Male fertility assessment in 347 pre-CC lines of the Collaborative Cross that are now extinct (2017)
Shorter JR, O'Brien DA, Pardo-Manuel de Villena F
With: Odet F, Aylor DL, Pan W, Kao CY, Fu CP, Morgan AP, Greenstein S, Bell TA, Stevans AM, Feathers RW, Patel S, Cates SE, Shaw GD, Miller DR, Chesler EJ, McMillian L
Microscope and Computer-assisted sperm analysis (CASA)
Count and percentage of motile sperm, velocities, amplitude of head displacement, beat cross frequency, and classification of individual sperm
Morphological assessment of individual sperm
Seminiferous tubule morphology
Leja chambers (Leja Products BV, Nieuw-Vennep, The Netherlands)
Computer-assisted sperm analysis (CASA) system
CEROS imaging system (Hamilton Thorne Biosciences; version 12.3 IVOS software)

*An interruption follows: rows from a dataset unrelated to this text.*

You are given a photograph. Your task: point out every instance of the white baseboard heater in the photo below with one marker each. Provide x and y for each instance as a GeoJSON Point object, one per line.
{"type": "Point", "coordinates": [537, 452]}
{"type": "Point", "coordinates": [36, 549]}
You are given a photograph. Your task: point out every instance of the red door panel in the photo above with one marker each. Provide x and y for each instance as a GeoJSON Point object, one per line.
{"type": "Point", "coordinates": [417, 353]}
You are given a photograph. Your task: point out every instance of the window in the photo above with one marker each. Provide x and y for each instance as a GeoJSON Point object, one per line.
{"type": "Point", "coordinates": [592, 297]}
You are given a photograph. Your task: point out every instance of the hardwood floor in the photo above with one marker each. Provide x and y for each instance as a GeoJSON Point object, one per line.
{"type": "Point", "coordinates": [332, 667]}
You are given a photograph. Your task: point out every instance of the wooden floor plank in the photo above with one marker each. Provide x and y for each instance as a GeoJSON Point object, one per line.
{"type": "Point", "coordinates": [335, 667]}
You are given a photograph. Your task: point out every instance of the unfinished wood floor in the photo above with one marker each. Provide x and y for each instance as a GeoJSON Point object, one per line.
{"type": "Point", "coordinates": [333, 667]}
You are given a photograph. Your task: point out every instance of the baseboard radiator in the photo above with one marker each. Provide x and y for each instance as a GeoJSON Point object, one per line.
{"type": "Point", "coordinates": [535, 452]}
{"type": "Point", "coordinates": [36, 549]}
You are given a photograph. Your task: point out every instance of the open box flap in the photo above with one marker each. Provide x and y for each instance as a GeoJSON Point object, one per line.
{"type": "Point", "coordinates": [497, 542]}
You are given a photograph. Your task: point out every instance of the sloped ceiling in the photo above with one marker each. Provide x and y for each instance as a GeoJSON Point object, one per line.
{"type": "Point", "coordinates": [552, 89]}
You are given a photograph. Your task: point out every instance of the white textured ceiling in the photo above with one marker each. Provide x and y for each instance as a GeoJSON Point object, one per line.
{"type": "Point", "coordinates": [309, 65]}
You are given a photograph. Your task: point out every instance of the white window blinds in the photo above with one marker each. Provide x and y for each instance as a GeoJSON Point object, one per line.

Positively charged microscope slides
Microscope (Olympus BX51 equipped with a motorized stage and an Olympus DP72 digital camera)
MetaMorph automation and image analysis software (Molecular Devices, Sunnyvale CA)
Custom interactive image analysis package
Phosphate-buffered saline (PBS)
Human tubule fluid (HTF)
Bovine serum albumin (BSA)
Peanut agglutinin conjugated to a fluorescent tag (Alexa Fluor 488; Invitrogen, Carlsbad CA)
Periodic acid-Schiff reagent
Procedure: Fertility testing and harvesting organs
Breeding pairs are set up for each previously declared infertile male plus females from the same funnel, as well as to unrelated females, such as Swiss Webster and FVB/NJ.
Pairs are set up for a minimum of 7 weeks after a line is declared extinct.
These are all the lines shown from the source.